Callable Bond

What is a Callable Bond?

A Callable Bond is a bond that provides the issuer (not the investor) with the option of repaying the bond in advance of its maturity date. This option provides the issuer with the ability to "call back" or retire the bond after a designated call date, often at a specified call price.

Why are Callable Bonds Issued?

Callable bonds are useful for issuers as they can refinance at lower rates of interest. For instance:

  • Suppose a company issues a bond at 8% and the interest rate falls to 6%. It can call the existing bonds and issue new bonds at the lower rate, saving on borrowing costs.

Key Features

  1. Call Date: The first date when the bond is callable (e.g., 5 years from issue).
  2. Call Price: The amount at which the bond will be repaid if it is called—typically a little more than face value to reward investors.
  3. Coupon Rate: Callable bonds tend to have a higher interest rate than non-callable bonds to entice investors (because of increased risk).
  4. Call Premium: The additional sum paid above face value if the bond is called prematurely.

Types of Callable Bonds

  1. European Callable: May be called only on a particular date.
  2. American Callable: May be called at any time after a specified date.
  3. Make-Whole Callable: Allows for prepayment by paying a premium equal to the net present value of future payments.

Example

A firm issues a 10-year bond at a coupon rate of 7%, with an option to call after 5 years. The firm can call the bond if interest rates decrease to 5% in year 5 and issue new bonds at a reduced rate, thus saving money.

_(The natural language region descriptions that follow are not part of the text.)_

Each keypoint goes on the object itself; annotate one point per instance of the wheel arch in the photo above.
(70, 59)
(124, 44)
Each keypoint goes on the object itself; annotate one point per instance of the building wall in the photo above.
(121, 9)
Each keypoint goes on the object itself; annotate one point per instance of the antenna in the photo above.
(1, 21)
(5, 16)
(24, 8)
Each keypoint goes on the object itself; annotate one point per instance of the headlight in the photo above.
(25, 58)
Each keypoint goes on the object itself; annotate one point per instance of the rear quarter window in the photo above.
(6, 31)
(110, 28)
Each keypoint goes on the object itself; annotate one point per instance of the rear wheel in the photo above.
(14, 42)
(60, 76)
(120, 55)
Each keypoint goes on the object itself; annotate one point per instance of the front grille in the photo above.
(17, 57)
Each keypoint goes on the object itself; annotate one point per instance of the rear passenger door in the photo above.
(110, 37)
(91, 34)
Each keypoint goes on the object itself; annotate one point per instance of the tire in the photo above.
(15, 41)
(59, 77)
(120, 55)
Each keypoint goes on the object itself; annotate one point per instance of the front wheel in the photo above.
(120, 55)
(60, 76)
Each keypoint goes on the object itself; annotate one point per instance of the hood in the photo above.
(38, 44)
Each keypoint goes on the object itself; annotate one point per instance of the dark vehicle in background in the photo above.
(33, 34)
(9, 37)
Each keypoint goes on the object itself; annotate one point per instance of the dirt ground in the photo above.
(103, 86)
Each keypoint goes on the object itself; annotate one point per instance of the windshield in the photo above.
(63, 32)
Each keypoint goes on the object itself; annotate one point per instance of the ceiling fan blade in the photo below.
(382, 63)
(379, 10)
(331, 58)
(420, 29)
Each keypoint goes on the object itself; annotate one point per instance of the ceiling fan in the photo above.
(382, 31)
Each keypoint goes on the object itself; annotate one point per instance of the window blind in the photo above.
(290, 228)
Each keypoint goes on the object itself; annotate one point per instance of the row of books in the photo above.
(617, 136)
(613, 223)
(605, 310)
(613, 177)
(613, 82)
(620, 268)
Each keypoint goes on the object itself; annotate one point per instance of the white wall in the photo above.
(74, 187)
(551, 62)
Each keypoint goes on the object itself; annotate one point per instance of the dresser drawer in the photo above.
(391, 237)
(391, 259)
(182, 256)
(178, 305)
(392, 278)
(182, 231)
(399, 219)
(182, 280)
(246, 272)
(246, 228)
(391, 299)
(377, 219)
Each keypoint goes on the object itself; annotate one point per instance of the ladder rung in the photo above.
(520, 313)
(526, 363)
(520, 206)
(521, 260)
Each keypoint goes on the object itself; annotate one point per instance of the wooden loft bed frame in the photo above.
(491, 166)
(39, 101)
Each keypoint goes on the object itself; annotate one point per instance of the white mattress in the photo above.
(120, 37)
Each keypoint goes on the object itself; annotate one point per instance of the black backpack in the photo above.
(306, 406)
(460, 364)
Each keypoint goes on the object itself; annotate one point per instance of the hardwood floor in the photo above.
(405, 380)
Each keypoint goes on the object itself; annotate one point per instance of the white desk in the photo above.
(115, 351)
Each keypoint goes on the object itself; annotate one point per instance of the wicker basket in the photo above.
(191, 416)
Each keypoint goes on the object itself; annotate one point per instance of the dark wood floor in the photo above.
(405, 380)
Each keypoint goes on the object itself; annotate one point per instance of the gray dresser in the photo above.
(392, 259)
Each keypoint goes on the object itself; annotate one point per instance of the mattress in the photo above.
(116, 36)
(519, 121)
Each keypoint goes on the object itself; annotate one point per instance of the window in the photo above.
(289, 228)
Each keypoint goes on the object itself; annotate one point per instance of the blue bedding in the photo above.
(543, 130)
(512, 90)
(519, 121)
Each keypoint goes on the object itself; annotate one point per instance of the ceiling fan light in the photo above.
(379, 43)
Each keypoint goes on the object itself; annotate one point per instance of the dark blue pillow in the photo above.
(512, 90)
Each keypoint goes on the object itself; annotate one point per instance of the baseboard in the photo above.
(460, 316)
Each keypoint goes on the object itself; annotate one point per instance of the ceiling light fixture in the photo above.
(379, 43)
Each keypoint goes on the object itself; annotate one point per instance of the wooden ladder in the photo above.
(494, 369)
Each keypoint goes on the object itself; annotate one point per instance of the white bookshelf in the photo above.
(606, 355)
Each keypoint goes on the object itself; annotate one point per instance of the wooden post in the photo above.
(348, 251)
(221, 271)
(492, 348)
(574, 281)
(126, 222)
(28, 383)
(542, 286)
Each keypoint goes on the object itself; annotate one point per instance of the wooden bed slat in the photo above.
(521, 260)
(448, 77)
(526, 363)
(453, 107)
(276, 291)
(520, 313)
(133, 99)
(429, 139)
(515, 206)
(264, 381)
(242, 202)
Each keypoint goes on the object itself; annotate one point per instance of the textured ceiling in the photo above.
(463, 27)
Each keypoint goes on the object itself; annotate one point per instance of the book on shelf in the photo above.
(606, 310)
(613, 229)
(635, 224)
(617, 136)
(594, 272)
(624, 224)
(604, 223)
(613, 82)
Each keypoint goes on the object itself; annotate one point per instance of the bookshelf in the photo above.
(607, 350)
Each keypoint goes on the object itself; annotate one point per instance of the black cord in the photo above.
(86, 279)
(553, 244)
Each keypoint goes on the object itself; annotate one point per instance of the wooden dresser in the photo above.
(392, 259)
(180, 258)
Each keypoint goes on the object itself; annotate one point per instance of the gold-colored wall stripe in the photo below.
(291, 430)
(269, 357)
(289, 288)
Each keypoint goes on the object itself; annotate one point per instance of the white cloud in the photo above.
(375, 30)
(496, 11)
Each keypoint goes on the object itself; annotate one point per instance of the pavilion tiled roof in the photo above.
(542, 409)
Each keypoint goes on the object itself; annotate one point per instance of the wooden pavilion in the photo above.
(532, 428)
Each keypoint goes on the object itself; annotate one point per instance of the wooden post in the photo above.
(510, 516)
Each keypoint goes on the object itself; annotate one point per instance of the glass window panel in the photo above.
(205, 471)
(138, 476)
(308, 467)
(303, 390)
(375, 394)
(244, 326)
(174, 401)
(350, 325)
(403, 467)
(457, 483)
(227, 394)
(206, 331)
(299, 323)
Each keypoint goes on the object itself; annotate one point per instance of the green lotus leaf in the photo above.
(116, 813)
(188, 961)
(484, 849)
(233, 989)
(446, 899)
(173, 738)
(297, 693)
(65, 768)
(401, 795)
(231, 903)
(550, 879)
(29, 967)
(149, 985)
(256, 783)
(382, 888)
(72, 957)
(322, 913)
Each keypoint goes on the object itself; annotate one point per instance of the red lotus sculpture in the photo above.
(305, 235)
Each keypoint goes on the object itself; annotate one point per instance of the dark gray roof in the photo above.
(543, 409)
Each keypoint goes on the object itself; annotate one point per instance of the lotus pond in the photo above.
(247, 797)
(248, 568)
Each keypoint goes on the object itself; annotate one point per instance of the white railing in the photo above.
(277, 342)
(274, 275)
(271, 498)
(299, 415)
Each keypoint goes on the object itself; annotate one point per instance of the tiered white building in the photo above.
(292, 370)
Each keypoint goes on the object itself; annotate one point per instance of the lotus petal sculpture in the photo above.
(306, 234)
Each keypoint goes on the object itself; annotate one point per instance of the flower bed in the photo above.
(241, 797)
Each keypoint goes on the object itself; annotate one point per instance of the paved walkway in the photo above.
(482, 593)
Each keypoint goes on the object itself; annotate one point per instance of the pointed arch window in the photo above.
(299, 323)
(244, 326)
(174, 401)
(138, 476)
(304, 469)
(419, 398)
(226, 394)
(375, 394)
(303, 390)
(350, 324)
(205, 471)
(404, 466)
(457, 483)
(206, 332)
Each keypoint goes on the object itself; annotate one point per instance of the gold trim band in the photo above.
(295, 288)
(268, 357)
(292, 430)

Advantages and Disadvantages

For Issuers

Pros:

  • Flexibility to refinance at lower rates
  • Reduced long-term cost of interest

Cons:

  • May have to pay a call premium
  • Requires keeping liquidity for premature repayment

For Investors

Pros:

  • Higher coupon rates compared to non-callable bonds

Cons:

  • Reinvestment risk: Possibly have to reinvest at reduced rates if called bond
  • Less upside if rates decline

Callable Bonds in India

Callable bonds in India are issued by:

  • Corporates: To keep interest costs flexible
  • Banks: Particularly Tier 2 Basel-regulated bonds, which have call options most of the times
  • Government and PSUs: Occasionally for infrastructure bonds of a long-term duration

The Reserve Bank of India (RBI) governs such issuances, particularly for banks and financial institutions.